ArtiFast Forensics Artifacts Investigation - ShellBags

Shellbags are one of the most important artifacts for forensic investigators to examine during cyber forensic investigations on seized computers. But what exactly are shellbags, and why are they important? Shellbags are a valuable form of evidence . or we can say, "artifacts" that reveal which folders a user has accessed on the seized computer. Shellbags can track which folders a user has visited, along with specific timestamps. This information can be used to help reconstruct the entire timeline and story of the crime.

Where are Shellbags located?

Shellbags are stored in the Windows Registry, specifically in the following paths:

• For Windows XP and earlier:

• HKEY_USERS\<User SID>\Software\Microsoft\Windows\ShellNoRoam

• HKEY_USERS\<User SID>\Software\Microsoft\Windows\Shell

For Windows Vista and later (including Windows 10 and 11): 

• HKEY_USERS\<User SID>\Software\Microsoft\Windows\Shell\BagMRU
• HKEY_USERS\<User SID>\Software\Microsoft\Windows\Shell\Bags

There are many tools available to examine shellbag artifacts, such as ShellBags Explorer, Registry Explorer, and others. However, there's a particularly powerful tool that can analyze shellbags and many other types of forensic artifacts. This tool is called ArtiFast.

So, what is ArtiFast?

ArtiFast is a digital forensic tool designed to extract, parse, and present a wide range of artifacts from Windows, macOS, Android, and iOS systems. It provides investigators with an easy-to-use interface to quickly access data such as shellbags, browser history, recent files, USB activity, and more. ArtiFast automates the parsing process and presents the evidence in a clear, organized way, making it easier to reconstruct user activity during a forensic investigation.

How to Perform a Shellbags Investigation with ArtiFast :

First of all, you can download the Lite version of ArtiFast for free. However, keep in mind that the premium version offers additional features and functionalities that you might be interested in exploring.

• Download ArtiFast Lite: https://www.forensafe.com/free.html

• Try ArtiFast Suite: https://www.forensafe.com/try.html

After downloading and installing ArtiFast on your device, double-click on the ArtiFast icon. When the User Access Control prompt appears, click Yes.

You will then see the main screen. From there, click Create New Case to begin. Refer to the screenshot below for guidance:

After clicking the Case button, you will see the menu bar below. From there, click New Case to proceed.

After clicking "New Case," a window pops up asking for general information about the case that you want to create. This includes fields for:

• Case Name: A unique title or reference for the case.

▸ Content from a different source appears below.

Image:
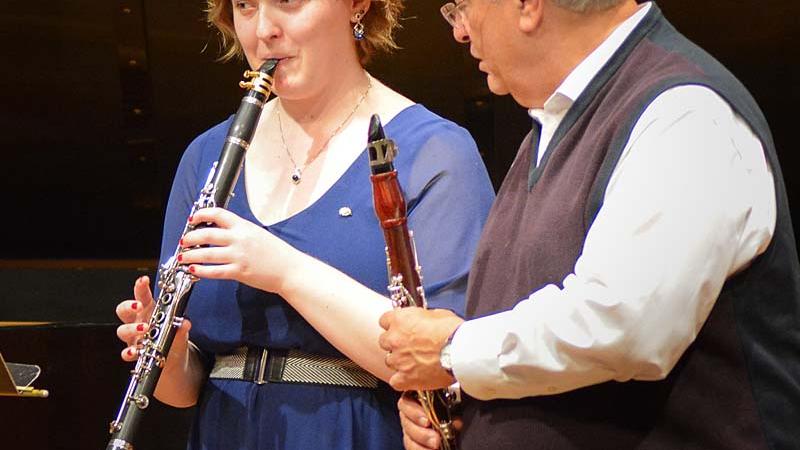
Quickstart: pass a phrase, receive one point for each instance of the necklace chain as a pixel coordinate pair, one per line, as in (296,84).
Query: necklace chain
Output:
(297,173)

• Description: A brief summary or details about the case.

• Case Number: An identifier or reference number for the case.

• Examiner Name: The name of the person or team conducting the investigation.

Once this information is entered, you can proceed with the case creation.

Next, click Next, and you will be prompted to import the image of the seized or suspected computer. The screen will look like the one below:

Next, click Next to proceed to the options menu. You can continue clicking Next to move through the available options. One of the important sections to look for is the Artifacts label.

In the Artifacts label of the Lite version, you will find a limited set of artifacts available for investigation, including:

• Windows Event Logs (EVT, EVTX)

• Shellbags

• ShimCache

• Skype

• Chrome

• USB Forensics

• User Information

Then, click Next, and in the Summary section, click Run to start collecting and parsing the information available in the memory image of the suspected or seized computer.

After clicking Run, you will see the screen below, indicating that ArtiFast has started the investigation and is collecting information from the image.

After the evidence collection and parsing process is complete, you will see the screen below. Simply click OK to begin your deep dive into the forensic investigation.

In the left sidebar, click the arrow next to OS to expand the menu. Then, select Shellbags from the list.

After selecting the Shellbags option, you will see the screen below. From here, you can begin your own investigation.